# Minimizing the Travel Distance of Pharmacy Students to Hospitals


## Introduction
   ### Each semester [TSU College of Pharmacy](http://www.tsu.edu/academics/colleges-and-schools/college-of-pharmacy-and-health-sciences/) sends graduate pharmacy students to Houston hospitals as a part of their internship program. The pharmacy program on average assigns more than three hundred students to different available locations across Houston. Although the program administration spends a long time to find the right location for each student, sometimes many students are asisgned to the locations far from their home.
 ### The ojective of this notebook is to offer a solution for minimization of the total distance that students travel to reach to the hospital while avoiding long commutes.
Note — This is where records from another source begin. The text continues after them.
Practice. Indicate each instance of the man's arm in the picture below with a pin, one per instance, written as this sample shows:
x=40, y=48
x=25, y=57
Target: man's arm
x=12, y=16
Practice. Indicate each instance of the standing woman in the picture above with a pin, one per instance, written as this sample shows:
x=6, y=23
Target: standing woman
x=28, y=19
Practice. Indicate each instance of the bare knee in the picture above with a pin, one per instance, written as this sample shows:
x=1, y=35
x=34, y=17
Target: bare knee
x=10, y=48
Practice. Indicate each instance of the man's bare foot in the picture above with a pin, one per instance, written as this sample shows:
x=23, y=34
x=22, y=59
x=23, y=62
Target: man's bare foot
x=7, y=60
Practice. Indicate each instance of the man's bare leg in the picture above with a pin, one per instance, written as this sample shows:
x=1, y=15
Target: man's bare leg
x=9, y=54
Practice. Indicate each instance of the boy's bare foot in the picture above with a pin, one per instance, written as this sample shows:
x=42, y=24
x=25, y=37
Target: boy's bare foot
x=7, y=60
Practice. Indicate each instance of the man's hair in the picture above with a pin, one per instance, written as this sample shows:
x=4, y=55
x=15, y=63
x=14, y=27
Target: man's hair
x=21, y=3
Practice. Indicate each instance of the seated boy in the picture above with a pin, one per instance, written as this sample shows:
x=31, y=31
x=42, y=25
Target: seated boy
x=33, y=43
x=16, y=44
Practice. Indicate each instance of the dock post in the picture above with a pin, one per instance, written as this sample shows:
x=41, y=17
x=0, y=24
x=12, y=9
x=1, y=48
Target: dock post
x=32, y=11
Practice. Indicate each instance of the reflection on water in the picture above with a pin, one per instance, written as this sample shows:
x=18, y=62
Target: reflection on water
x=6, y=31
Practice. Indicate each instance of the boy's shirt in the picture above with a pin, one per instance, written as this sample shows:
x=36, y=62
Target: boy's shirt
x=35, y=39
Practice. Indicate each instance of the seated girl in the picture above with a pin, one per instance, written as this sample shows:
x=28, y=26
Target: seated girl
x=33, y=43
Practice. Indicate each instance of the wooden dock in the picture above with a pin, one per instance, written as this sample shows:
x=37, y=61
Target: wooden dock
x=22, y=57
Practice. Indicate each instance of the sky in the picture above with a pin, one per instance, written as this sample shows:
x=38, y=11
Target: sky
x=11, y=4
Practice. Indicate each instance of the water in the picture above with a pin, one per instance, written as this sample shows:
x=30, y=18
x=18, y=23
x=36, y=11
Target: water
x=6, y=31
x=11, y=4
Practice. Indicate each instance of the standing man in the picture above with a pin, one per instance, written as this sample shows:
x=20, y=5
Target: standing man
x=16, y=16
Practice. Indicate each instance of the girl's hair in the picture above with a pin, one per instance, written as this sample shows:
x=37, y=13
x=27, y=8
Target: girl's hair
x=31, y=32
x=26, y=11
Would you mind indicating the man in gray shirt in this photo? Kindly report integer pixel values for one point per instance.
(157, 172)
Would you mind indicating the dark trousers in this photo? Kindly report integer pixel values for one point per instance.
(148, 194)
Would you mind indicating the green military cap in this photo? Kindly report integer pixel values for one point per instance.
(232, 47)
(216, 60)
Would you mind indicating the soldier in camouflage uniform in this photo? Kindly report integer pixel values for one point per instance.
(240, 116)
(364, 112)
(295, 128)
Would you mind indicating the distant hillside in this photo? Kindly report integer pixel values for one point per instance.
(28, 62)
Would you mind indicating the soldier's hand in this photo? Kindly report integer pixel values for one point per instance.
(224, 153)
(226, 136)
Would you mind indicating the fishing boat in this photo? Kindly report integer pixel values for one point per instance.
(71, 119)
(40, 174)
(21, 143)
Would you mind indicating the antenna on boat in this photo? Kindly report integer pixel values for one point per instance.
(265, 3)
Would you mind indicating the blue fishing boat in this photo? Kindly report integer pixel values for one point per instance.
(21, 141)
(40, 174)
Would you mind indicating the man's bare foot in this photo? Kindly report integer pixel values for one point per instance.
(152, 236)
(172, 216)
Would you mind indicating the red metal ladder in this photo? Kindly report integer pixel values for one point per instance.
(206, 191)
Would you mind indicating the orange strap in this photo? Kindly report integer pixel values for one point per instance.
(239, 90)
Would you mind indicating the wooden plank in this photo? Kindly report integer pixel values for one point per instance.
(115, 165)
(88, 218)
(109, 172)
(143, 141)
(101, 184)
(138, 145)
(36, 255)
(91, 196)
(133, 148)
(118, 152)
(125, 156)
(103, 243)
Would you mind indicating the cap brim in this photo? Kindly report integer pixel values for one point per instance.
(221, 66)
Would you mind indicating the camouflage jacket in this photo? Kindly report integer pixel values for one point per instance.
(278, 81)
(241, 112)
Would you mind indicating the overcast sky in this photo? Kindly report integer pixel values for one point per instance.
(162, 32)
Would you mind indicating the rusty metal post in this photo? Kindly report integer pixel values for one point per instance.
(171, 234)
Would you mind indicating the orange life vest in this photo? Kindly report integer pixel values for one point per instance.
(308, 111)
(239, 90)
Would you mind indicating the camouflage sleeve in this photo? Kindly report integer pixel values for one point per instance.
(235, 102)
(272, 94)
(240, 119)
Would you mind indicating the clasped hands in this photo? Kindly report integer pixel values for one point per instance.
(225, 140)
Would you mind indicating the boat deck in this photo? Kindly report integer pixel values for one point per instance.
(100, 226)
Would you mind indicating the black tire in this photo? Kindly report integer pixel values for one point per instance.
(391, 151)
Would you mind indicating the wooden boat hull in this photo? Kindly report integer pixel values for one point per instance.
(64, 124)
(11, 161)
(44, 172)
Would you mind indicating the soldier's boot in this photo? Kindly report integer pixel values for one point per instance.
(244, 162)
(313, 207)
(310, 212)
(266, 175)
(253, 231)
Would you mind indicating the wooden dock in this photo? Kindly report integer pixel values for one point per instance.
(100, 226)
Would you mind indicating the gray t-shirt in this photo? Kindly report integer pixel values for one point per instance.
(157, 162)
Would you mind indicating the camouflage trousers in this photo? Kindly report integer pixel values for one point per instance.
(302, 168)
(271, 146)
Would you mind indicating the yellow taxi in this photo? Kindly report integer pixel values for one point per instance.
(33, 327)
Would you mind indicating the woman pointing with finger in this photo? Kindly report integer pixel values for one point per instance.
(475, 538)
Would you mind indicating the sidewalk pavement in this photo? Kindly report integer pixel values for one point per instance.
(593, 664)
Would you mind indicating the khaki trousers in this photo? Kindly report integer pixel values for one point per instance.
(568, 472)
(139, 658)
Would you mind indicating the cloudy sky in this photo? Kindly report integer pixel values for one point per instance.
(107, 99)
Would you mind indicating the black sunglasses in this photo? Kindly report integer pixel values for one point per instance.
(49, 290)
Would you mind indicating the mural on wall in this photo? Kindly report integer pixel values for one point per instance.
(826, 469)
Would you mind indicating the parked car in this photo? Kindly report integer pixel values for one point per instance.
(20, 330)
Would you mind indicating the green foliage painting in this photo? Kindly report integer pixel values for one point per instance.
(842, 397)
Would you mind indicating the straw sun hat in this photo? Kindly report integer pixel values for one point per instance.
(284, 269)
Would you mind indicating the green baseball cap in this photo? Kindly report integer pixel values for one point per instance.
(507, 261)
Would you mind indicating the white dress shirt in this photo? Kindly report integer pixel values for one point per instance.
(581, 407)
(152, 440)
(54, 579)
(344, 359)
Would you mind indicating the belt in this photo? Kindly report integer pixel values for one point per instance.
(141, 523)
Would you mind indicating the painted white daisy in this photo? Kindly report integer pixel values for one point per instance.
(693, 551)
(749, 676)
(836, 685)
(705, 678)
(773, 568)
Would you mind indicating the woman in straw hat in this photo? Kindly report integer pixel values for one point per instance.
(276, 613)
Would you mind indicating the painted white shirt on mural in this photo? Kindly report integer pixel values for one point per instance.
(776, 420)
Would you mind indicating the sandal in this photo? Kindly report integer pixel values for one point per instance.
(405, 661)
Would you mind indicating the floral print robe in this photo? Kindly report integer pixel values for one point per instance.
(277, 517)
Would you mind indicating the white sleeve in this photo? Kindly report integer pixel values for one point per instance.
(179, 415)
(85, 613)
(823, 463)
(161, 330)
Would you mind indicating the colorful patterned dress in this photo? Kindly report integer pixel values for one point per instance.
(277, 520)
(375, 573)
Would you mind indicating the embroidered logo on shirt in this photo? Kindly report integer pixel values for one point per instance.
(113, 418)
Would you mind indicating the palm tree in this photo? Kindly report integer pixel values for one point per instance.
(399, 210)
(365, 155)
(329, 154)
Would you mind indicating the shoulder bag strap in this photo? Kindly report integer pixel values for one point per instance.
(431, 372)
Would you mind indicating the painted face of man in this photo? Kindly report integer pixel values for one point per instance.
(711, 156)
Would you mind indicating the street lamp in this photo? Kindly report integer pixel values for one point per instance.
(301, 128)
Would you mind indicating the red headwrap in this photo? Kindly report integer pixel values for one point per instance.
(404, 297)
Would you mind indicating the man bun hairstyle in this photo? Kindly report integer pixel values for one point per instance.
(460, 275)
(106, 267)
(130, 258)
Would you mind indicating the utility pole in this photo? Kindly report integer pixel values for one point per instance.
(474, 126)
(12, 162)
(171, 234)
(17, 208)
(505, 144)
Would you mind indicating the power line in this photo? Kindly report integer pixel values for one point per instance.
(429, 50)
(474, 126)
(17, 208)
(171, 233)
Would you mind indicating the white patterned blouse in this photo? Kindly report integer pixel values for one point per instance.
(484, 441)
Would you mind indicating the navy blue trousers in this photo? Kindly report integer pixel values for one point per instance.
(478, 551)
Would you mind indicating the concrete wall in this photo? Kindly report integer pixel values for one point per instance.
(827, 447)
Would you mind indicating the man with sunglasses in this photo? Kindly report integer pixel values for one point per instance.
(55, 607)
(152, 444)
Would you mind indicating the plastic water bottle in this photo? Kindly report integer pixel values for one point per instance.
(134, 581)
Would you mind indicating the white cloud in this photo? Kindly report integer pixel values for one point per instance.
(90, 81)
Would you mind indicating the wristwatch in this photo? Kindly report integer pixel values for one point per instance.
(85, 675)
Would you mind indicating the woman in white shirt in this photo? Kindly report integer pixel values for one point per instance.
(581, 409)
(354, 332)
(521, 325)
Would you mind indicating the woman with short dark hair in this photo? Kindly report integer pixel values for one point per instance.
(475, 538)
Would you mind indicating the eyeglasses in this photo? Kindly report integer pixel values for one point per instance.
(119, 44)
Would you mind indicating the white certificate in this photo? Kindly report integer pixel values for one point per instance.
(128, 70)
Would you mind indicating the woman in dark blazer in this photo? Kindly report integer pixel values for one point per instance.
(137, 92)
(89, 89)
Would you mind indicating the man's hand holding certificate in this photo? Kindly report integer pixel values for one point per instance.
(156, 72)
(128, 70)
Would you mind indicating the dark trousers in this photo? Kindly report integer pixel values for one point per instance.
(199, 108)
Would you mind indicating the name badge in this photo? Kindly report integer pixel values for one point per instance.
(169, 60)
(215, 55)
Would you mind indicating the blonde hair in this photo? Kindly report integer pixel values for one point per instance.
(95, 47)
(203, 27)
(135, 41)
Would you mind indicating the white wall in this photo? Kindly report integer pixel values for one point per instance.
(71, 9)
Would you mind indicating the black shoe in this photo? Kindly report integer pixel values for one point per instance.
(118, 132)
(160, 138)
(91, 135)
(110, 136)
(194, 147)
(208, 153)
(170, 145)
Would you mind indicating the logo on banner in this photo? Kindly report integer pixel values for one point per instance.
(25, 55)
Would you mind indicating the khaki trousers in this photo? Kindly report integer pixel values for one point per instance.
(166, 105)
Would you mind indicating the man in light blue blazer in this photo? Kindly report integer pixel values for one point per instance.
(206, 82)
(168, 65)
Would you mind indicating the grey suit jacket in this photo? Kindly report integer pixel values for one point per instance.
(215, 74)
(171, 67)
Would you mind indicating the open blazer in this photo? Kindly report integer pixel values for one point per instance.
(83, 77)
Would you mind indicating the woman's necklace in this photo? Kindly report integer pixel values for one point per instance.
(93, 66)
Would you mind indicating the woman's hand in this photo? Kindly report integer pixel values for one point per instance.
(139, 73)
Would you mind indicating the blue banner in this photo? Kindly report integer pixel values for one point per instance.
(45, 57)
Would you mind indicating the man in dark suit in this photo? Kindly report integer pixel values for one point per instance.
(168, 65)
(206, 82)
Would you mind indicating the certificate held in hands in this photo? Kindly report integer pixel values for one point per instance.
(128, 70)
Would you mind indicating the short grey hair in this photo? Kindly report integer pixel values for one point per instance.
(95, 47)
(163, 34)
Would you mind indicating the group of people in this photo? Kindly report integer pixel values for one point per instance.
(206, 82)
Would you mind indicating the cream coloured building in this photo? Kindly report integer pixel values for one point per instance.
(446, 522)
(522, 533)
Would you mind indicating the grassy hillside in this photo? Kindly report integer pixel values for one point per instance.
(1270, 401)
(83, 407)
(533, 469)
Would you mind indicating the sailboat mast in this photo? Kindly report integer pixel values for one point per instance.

To solve the problem, deap, a python library that include a genetic algorithm code, is used.
 ### The notebook workflow is as follows:
 * Import required libraries
 * Read csv files
 * Data wrangling
 * Create deap model
 * Create an objective function
 * Assign the objective function to the model
 * Run the model
 
### The full procedure could be found below.

In [None]:
### Uncomment any missing library

#! pip install --user numpy
#! pip install --user pandas
#! pip install --user deap

In [None]:
# Import required libraries
import pandas as pd
import numpy as np
from math import radians, cos, sin, asin, sqrt
import random
from deap import algorithms, base, creator, tools

In [None]:
# Read a csv file containing lat and lon of city of Houston zip codes 
df_ZipCodeCoord = pd.read_csv('City_of_Houston_Zip_Codes.csv',index_col=0)
df_ZipCodeCoord.head

In [None]:
# Change the index to zip code
df_ZipCodeCoord = df_ZipCodeCoord.set_index('Zip_Code')
df_ZipCodeCoord

In [None]:
# Create a dictionary where Dict['Latitude'][Zip_code] returns the Lat of zip code
df_ZipCodeCoord_dict = df_ZipCodeCoord.to_dict()
df_ZipCodeCoord_dict

In [None]:
# Read csv file containing the zip code of the students
df_students = pd.read_csv('Students_Zip_Code.csv',index_col=0)
df_students.head

In [None]:
# Read csv file containing the zip code of the hospitals and their capacity
df_Hospitals = pd.read_csv('Hospitals_Zip_Code.csv',index_col=0)
df_Hospitals.head

In [None]:
# Create a dataframe that contains the zip code of every position
list_zip_hosp = []
for index, row in df_Hospitals.iterrows():
    for cap in range(row['Capacity']):
        list_zip_hosp.append(row['Hospital_Zip_Code'])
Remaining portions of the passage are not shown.